At the end of my first stint, I had 0.6 litres left in the tank so we’d paced it just right. Then the safety car came out in my second stint. The other teams, which hadn’t been saving fuel, got an advantage because being behind the safety car meant they got a chance to save fuel too, but without losing time.

I’d done 40 of my 54 laps by this time so we had to change the strategy and try to make up some of the lost time. But that’s what racing is about: adapting to situations.

It was the same in qualifying: one of our pro drivers, Harry Ticknell, made a small mistake, had a spin and ended in the gravel. What was impressive was that in two or three minutes he’d put it out of his mind, recovered and got us to second on the grid, with flat-spotted tyres and a car full of gravel! In hindsight, if we hadn’t been on the front row of the grid we wouldn’t have stood a chance of finishing second in the race.

It’s a lesson for anyone in business: things go wrong, get over it. Don’t waste time moping.

The other lesson is all about attention to detail. Our pit stops were the quickest of all the race teams, which made me very happy. The team have practised them every day since the end of the season. It’s just practice, practice, practice.

In business, it’s hard to make your staff realise that every decision counts, that it’s all about the tiniest bit of detail of what they’re doing in their day-to-day job, but it’s not impossible to instil that mentality. A race team and a business are just a collective noun for a group of people who are doing a particular thing.

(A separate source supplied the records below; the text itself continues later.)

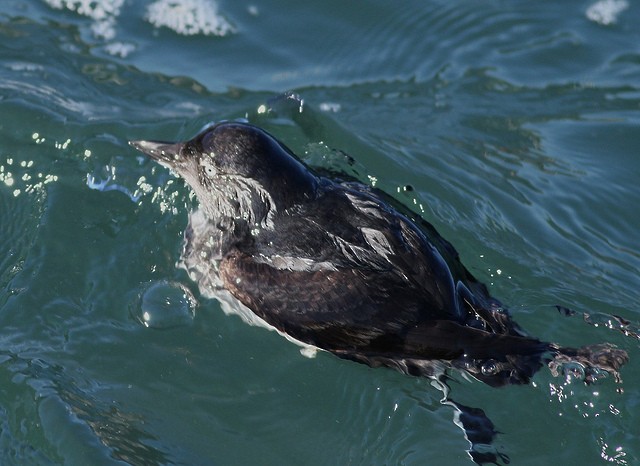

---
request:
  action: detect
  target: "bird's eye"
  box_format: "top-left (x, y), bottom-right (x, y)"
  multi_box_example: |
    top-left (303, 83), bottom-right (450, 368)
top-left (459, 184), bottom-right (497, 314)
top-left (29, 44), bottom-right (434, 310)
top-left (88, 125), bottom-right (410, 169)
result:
top-left (201, 161), bottom-right (216, 176)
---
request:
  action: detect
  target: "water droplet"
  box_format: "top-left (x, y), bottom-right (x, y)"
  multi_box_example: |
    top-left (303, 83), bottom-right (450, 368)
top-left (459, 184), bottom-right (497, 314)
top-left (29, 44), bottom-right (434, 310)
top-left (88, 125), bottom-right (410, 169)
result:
top-left (480, 359), bottom-right (498, 376)
top-left (131, 280), bottom-right (198, 329)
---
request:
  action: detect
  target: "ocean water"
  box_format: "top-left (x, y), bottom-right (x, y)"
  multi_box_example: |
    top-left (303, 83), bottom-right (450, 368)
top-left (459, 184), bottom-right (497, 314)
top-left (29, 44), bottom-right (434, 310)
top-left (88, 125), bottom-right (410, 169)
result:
top-left (0, 0), bottom-right (640, 465)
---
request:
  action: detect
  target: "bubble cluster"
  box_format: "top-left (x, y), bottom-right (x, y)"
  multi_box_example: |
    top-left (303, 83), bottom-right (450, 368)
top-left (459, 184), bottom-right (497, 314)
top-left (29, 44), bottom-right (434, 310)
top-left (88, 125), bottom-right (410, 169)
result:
top-left (145, 0), bottom-right (235, 36)
top-left (131, 280), bottom-right (197, 329)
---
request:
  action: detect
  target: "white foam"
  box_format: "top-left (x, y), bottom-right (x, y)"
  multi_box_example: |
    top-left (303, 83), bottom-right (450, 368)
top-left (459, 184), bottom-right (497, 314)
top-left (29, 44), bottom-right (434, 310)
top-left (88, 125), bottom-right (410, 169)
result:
top-left (586, 0), bottom-right (629, 26)
top-left (145, 0), bottom-right (235, 36)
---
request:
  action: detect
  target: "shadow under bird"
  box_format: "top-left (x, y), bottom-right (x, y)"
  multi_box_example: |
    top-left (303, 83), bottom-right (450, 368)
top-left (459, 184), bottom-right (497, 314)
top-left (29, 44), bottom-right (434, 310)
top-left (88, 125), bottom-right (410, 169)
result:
top-left (131, 122), bottom-right (628, 386)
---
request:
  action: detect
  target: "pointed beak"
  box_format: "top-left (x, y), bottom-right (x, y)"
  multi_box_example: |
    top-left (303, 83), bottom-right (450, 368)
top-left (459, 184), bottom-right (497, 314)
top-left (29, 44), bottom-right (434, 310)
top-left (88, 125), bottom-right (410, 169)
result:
top-left (129, 141), bottom-right (183, 168)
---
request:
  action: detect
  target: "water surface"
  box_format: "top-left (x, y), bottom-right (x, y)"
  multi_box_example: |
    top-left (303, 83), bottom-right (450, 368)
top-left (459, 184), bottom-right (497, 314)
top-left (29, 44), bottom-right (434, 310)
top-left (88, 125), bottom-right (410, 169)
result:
top-left (0, 0), bottom-right (640, 465)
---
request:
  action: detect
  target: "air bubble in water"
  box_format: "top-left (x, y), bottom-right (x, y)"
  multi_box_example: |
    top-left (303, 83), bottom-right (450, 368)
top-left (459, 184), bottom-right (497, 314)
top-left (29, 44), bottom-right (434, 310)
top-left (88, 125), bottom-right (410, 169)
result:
top-left (132, 280), bottom-right (198, 329)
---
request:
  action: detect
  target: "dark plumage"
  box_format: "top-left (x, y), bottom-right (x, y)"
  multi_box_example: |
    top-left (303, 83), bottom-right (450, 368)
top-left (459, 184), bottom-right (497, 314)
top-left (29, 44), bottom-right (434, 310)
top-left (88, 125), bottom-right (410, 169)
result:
top-left (131, 122), bottom-right (627, 386)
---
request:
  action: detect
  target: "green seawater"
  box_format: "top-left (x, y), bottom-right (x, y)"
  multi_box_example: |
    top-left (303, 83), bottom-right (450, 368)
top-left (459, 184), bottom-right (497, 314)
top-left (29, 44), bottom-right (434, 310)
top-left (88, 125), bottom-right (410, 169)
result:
top-left (0, 0), bottom-right (640, 465)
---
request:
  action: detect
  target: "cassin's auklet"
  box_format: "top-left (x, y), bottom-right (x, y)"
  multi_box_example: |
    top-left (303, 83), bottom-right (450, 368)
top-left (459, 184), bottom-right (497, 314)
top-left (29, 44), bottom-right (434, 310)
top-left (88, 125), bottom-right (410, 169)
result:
top-left (131, 122), bottom-right (628, 386)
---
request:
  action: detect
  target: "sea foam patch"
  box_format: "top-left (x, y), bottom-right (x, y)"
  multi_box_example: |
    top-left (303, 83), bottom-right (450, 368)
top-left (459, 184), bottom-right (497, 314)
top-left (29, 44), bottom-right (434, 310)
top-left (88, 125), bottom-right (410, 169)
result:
top-left (586, 0), bottom-right (629, 26)
top-left (145, 0), bottom-right (235, 36)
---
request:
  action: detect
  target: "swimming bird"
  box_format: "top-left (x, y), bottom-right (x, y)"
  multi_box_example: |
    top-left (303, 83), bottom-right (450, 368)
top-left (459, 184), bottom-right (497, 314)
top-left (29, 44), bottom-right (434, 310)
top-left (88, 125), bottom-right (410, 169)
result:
top-left (131, 122), bottom-right (628, 386)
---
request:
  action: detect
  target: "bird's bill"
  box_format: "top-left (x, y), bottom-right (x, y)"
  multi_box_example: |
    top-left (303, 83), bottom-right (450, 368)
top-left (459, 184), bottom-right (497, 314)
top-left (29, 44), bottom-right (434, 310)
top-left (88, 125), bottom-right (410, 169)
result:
top-left (129, 140), bottom-right (184, 168)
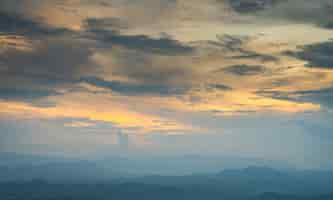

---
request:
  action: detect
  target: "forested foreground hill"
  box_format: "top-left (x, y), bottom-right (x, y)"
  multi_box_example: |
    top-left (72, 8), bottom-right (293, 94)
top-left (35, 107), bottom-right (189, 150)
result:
top-left (0, 181), bottom-right (333, 200)
top-left (0, 167), bottom-right (333, 200)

If you can instil that winning mentality into your business you can win – it’s as simple as that. Was I happy finishing second? No! You should never settle for second.

It’s particularly true in this European Le Mans Series, which is only five races. We need big points in all the races if we’re going to win the championship.

 

The images of us on the podium say it all: we’re not a happy team. It’s not a happy podium; everyone’s looking daggers at the driver from the winning team, Greaves, who twice clashed with other cars. There were plenty of complaints, but it’s part and parcel of the sport. The stewards can only act on the information they have. It’s not like Formula One where there are a million camera angles. They did not have the camera angles to make an adequate decision. They know it’s wrong, but they could not prove it.

But they will be looking out for him in the next race. And so will the other drivers. Our next race is in Italy and Imola is a very tight and twisty track. You can’t pull the same tricks so easily there. We’ll be looking for Karma.”